Q: You’ve received significant exposure on ESPN. How has that partnership helped TBT grow?
Mugar: We’re still in the original deal. We’re in our fifth year on TV with them and our sixth year overall. So, year one we put on the tournament without a partner and then they contacted us about streaming the championship on ESPN3. And then from there, starting in '15, we went to TV. And I think at that point we had maybe seven games on. This year we’ve had 24 games in a three-week period.
Q: What are your expectations for TV viewership and attendance tonight?
Mugar: For viewership, I’m really excited about the spot that we have because we’re coming on at a perfect time for our fanbase. We feel in the past four or five years that our fanbase demos pretty young, predominantly male, 18-35. We like to fall late in primetime. So, tonight is really ideal for us. At this point, we’re 120% over ticket sales from '18 (over attendance) and our ticket revenue is up over 350%. We’re going to be in the biggest venue we ever have been for the championship and we’re anticipating a great crowd -- possibly the biggest ever. It’s kind of a leap for us to do it, but we feel pretty good about the reception so far in Chicago.
Q: You’re in your 2nd year playing to a score at the end of the game and not the clock: what has the feedback been like?
Mugar: The feedback last year when we first did it was 50% positive, 50% absolutely hating it. This year, the feedback is 95% positive, 5% still resistant to it. I’m a basketball purist. I wouldn’t ever think about doing anything drastic to it unless I thought it was really well thought out. But it makes so much sense. And we’re seeing it now playing out this year again -- how much more exciting, intense and pure the play is at the end of the game. The game clock is really detrimental to that style of play.
Q: Why use a winner-take-all format?
Mugar: Obviously, to create maximum intensity, and to change the financial structure of how professional sports pays out its athletes. So, everyone’s collective incentive is on a team winning. The collective incentive isn’t on having a good game personally, having a lot of points personally, playing a lot of minutes personally. Winner-take-all eliminates all of that. And the style of basketball as a result of this format is extremely intense every possession. It’s extremely smart every possession. And so the hope there is that fans would really dial into that and see players having a lot of fun playing smart together.
Q: What are your goals for TBT moving forward?

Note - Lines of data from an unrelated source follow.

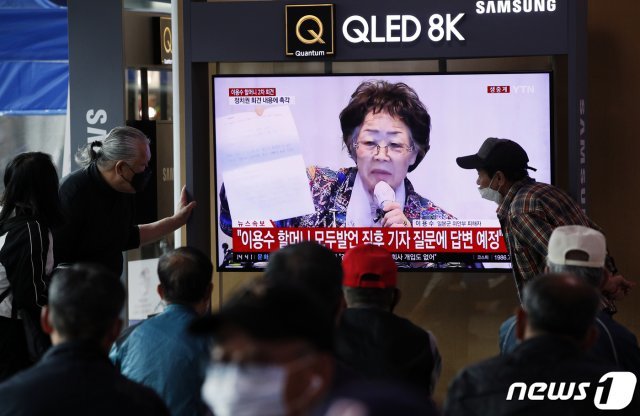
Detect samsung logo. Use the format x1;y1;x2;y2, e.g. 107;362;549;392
476;0;556;14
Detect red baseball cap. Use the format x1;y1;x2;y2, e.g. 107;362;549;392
342;244;398;289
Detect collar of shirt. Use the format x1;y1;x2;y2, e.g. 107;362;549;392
496;176;535;219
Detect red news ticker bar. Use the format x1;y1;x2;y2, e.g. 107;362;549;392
229;88;276;97
487;85;511;94
232;227;508;254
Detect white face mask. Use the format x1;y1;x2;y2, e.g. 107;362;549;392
202;364;287;416
478;175;504;205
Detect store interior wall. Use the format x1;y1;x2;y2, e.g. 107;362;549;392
587;0;640;352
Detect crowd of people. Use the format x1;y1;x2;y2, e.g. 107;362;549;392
0;125;640;416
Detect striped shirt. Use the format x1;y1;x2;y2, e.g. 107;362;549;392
496;178;600;299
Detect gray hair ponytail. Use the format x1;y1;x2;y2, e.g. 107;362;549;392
75;126;149;167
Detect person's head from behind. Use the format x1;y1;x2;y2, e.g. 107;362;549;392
516;274;600;348
42;264;125;353
76;126;151;193
0;152;62;226
158;247;213;315
456;137;536;202
340;80;431;193
547;225;607;289
342;244;400;311
192;279;334;416
264;241;344;320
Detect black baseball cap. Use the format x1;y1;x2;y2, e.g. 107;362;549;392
456;137;536;170
190;279;334;351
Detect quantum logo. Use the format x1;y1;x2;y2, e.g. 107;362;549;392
284;4;334;58
506;371;637;410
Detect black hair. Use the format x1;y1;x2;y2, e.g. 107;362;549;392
264;241;343;315
340;80;431;172
158;247;213;305
523;274;600;341
547;261;604;289
0;152;62;227
49;263;125;343
343;287;397;311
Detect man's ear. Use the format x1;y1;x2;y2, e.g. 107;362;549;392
580;324;600;350
516;307;528;341
391;287;402;312
105;318;123;351
156;283;164;300
334;291;348;326
40;305;53;335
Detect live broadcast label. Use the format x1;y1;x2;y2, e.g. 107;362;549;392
232;227;509;254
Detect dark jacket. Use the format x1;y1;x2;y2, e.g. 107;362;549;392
0;215;53;381
0;342;169;416
53;163;140;276
336;308;441;394
444;335;638;416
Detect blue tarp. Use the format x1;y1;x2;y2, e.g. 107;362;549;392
0;0;69;115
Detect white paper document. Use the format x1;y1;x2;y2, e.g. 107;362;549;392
216;106;315;223
127;259;164;321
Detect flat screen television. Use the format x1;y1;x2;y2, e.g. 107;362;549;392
213;72;552;271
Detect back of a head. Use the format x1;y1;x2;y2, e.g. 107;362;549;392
158;247;213;305
49;264;125;342
342;244;398;310
523;274;600;341
547;225;607;288
75;126;149;167
191;279;333;352
264;241;342;314
0;152;62;226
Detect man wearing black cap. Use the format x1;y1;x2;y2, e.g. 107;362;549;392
456;137;631;299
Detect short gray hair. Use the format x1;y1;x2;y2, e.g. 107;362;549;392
76;126;149;167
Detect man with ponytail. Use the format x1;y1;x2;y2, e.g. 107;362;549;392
54;127;196;275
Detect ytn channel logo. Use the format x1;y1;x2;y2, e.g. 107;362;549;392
507;371;637;410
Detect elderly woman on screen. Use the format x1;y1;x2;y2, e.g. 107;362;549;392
220;80;453;235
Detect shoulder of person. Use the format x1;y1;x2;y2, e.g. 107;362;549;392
60;167;91;196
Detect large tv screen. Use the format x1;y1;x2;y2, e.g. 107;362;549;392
213;73;552;271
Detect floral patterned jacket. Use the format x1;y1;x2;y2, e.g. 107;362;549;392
220;166;455;235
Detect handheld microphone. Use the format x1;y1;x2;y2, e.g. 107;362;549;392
373;181;396;222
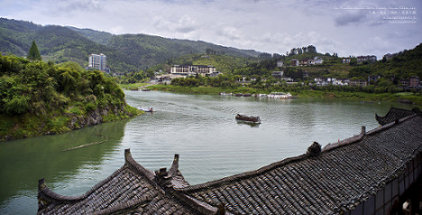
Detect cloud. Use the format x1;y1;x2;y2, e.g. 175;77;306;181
0;0;422;56
335;13;367;26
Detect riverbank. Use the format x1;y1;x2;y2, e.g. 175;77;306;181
0;104;143;141
148;85;422;107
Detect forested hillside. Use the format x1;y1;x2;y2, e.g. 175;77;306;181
0;55;137;140
0;18;259;73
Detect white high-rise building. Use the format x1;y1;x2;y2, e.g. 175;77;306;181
88;53;107;71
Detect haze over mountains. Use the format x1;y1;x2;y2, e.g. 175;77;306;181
0;18;259;72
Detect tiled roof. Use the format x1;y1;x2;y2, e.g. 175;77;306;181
38;107;422;214
375;107;420;125
178;110;422;214
38;150;223;214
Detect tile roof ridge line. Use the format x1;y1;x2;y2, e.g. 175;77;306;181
38;166;126;207
174;114;417;192
168;154;179;178
322;114;417;152
93;196;153;215
174;154;309;192
125;149;156;181
335;146;422;210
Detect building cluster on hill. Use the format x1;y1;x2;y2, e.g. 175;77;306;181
290;56;324;66
341;55;377;64
87;53;110;73
287;45;317;56
170;65;219;77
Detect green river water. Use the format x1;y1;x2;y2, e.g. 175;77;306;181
0;91;411;214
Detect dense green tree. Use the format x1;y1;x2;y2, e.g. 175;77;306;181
27;41;41;60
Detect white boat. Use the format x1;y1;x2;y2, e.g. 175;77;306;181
267;92;293;99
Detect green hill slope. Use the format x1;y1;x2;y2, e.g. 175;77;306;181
0;18;259;72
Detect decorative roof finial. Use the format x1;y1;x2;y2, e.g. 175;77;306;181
306;142;321;157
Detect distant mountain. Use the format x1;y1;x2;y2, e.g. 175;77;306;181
0;18;260;72
369;43;422;81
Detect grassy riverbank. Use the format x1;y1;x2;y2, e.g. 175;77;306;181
0;55;141;141
148;85;422;107
119;83;149;90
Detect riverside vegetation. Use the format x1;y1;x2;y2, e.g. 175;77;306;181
0;55;141;141
149;44;422;107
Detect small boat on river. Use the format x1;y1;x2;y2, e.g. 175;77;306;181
235;114;261;124
138;107;155;113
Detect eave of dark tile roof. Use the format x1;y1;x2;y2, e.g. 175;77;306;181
176;115;422;214
375;107;420;125
38;150;224;214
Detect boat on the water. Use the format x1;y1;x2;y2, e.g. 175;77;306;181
235;114;261;124
267;92;293;99
138;107;155;113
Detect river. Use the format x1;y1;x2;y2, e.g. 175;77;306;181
0;91;408;214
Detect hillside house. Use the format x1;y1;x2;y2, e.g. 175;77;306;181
170;65;217;76
356;55;377;63
271;71;284;79
311;56;324;65
409;76;420;88
290;59;300;66
341;57;352;64
349;80;368;87
277;60;284;67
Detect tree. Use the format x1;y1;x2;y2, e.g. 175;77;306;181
26;41;41;60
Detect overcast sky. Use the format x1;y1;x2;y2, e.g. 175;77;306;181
0;0;422;57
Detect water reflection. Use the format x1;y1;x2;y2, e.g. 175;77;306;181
0;121;127;211
0;91;416;214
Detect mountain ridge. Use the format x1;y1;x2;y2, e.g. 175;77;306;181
0;18;260;72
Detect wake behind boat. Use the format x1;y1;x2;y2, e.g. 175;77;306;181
235;114;261;124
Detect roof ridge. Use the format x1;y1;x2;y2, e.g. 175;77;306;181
174;114;417;193
38;166;127;204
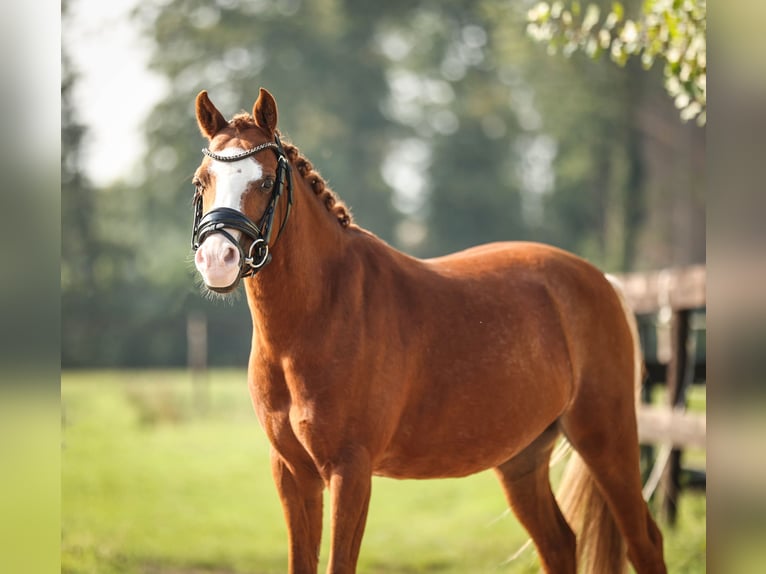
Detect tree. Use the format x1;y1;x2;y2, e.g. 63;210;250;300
527;0;707;125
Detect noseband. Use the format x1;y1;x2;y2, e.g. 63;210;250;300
191;135;293;291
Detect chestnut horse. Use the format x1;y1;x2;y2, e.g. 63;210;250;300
192;89;666;574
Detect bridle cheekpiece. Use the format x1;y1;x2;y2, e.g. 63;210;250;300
191;135;293;292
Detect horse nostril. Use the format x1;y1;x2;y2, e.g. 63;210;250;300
223;246;237;265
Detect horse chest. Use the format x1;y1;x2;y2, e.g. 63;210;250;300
250;369;332;462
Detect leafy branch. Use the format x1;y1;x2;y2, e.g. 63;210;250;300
527;0;707;125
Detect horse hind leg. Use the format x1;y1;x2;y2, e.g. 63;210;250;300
495;426;577;574
559;409;667;574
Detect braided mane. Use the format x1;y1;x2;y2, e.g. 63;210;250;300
230;113;354;227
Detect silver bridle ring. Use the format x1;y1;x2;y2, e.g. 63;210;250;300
245;237;269;269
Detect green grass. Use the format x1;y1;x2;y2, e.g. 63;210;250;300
61;371;705;574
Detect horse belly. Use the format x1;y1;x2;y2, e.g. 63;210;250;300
374;372;569;478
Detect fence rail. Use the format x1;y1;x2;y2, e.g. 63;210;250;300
615;265;707;523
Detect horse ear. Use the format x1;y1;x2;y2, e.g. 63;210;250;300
195;90;229;139
253;88;277;135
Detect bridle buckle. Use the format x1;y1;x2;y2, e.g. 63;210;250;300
244;237;271;273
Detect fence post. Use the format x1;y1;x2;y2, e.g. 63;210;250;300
186;311;210;412
660;309;691;524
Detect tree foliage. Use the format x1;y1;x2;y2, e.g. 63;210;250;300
62;0;704;366
527;0;707;125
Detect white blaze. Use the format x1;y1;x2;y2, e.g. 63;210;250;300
194;148;263;288
210;151;263;239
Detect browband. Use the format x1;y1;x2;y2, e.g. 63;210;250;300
202;142;281;161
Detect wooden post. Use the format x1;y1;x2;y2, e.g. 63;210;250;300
186;311;210;412
660;309;693;524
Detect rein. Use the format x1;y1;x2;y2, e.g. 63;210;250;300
191;135;293;291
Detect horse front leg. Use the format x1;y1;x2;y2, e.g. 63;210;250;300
271;448;324;574
327;449;372;574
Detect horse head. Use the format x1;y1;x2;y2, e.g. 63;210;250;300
192;89;292;293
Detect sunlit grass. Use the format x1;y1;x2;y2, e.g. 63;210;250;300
61;371;705;574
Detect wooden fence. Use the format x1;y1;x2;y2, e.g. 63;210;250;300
616;265;706;523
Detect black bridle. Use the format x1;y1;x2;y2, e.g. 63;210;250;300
191;135;293;292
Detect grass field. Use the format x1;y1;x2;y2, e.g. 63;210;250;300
61;371;706;574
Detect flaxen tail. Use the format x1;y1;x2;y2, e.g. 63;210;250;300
557;275;643;574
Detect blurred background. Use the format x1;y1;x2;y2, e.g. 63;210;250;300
61;0;707;574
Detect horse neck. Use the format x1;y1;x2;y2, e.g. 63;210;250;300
245;174;347;341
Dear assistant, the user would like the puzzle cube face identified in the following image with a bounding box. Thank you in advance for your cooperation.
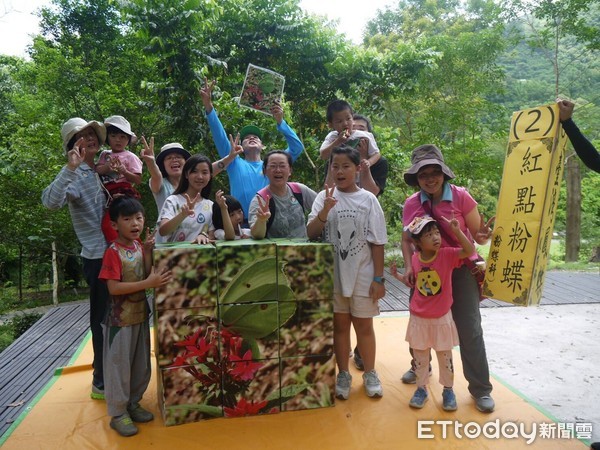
[281,355,335,411]
[158,363,223,426]
[216,239,277,304]
[279,300,333,358]
[154,307,220,368]
[153,244,218,310]
[219,302,284,360]
[274,240,334,301]
[223,359,280,417]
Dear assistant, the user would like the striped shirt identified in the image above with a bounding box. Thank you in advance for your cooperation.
[42,163,107,259]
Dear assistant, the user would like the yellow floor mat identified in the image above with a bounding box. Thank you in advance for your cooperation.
[0,316,586,450]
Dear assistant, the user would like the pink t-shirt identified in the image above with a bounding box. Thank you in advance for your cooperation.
[98,150,142,184]
[402,183,477,247]
[410,247,462,319]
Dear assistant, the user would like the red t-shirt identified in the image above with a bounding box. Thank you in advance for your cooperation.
[98,241,149,327]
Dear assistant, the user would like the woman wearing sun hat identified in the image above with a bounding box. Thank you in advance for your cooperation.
[141,137,243,212]
[42,117,108,399]
[402,144,495,412]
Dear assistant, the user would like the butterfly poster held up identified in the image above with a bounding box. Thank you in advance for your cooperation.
[239,64,285,115]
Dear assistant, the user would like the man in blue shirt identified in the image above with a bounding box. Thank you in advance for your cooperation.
[200,81,304,220]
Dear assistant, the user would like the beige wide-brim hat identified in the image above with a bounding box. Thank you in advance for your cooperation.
[60,117,106,152]
[404,216,437,234]
[404,144,455,186]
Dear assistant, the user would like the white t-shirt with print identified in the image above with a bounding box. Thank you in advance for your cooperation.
[159,194,214,242]
[308,188,387,297]
[319,130,379,156]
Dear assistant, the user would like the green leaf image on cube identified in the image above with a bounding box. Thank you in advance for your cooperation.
[221,302,296,339]
[217,241,277,304]
[258,78,275,94]
[276,240,333,301]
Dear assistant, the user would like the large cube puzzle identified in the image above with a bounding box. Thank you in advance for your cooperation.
[154,239,335,426]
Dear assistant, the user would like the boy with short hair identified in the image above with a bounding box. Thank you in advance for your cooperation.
[96,116,142,243]
[98,197,171,436]
[319,100,381,166]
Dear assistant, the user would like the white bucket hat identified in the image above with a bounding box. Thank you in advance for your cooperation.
[156,142,190,170]
[60,117,106,152]
[404,144,454,186]
[104,116,137,144]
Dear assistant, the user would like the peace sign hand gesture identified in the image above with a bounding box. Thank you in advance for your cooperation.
[228,133,244,160]
[256,194,271,222]
[140,136,155,164]
[200,77,216,113]
[144,227,156,252]
[67,138,85,170]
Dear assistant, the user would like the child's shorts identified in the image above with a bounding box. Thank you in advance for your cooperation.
[333,294,379,319]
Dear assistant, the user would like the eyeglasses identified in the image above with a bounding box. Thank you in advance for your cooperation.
[267,164,289,170]
[417,170,444,180]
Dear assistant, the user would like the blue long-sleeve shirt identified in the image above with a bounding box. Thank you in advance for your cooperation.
[206,108,304,217]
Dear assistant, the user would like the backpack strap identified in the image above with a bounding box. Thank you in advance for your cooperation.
[257,181,304,233]
[256,186,275,233]
[288,181,306,213]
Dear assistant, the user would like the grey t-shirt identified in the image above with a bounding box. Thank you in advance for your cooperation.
[248,183,317,238]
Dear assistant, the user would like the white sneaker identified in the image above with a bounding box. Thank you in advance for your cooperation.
[363,370,383,397]
[335,370,352,400]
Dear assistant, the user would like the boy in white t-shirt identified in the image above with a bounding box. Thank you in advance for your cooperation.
[306,145,387,400]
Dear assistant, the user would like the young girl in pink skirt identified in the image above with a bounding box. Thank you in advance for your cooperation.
[390,216,475,411]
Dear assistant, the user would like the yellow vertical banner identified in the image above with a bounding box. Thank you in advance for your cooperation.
[483,104,567,306]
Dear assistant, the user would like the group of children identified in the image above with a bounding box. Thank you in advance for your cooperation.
[47,96,474,436]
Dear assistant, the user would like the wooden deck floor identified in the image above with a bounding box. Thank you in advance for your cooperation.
[0,271,600,442]
[379,269,600,312]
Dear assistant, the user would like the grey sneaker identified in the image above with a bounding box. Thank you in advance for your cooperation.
[402,367,431,384]
[363,370,383,397]
[110,413,138,437]
[127,403,154,423]
[408,388,429,409]
[442,388,458,411]
[335,370,352,400]
[354,347,365,371]
[402,369,417,384]
[475,395,496,413]
[90,384,105,400]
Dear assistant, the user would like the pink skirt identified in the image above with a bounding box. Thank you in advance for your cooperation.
[406,311,458,351]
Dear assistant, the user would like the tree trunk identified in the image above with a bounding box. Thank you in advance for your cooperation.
[52,241,58,306]
[565,153,581,262]
[19,243,23,303]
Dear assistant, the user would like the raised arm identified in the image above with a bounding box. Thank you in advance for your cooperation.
[200,78,229,158]
[42,138,86,209]
[443,217,475,259]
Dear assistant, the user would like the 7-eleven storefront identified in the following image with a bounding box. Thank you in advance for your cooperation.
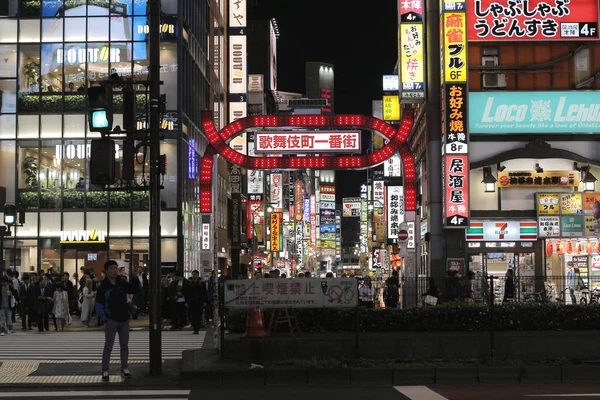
[466,220,543,295]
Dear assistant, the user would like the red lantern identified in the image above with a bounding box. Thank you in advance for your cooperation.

Mugar: Our ceiling is March Madness. I’m not saying we’ll get there in one year, or two years, or 10 years or 20 years, but I really kind of view this as a lifetime for me. I wanted to be able to keep respecting the sport, implementing things like the Elam Ending (playing to a score) if it calls for it, and having some impact on the game is fantastic for me. We’re experiencing ridiculous growth for going into year six. From five to six, we’re up 80% in sponsorships. I really think this could be the biggest tournament in the world, and I don’t plan on stopping or it to stop growing until we get there.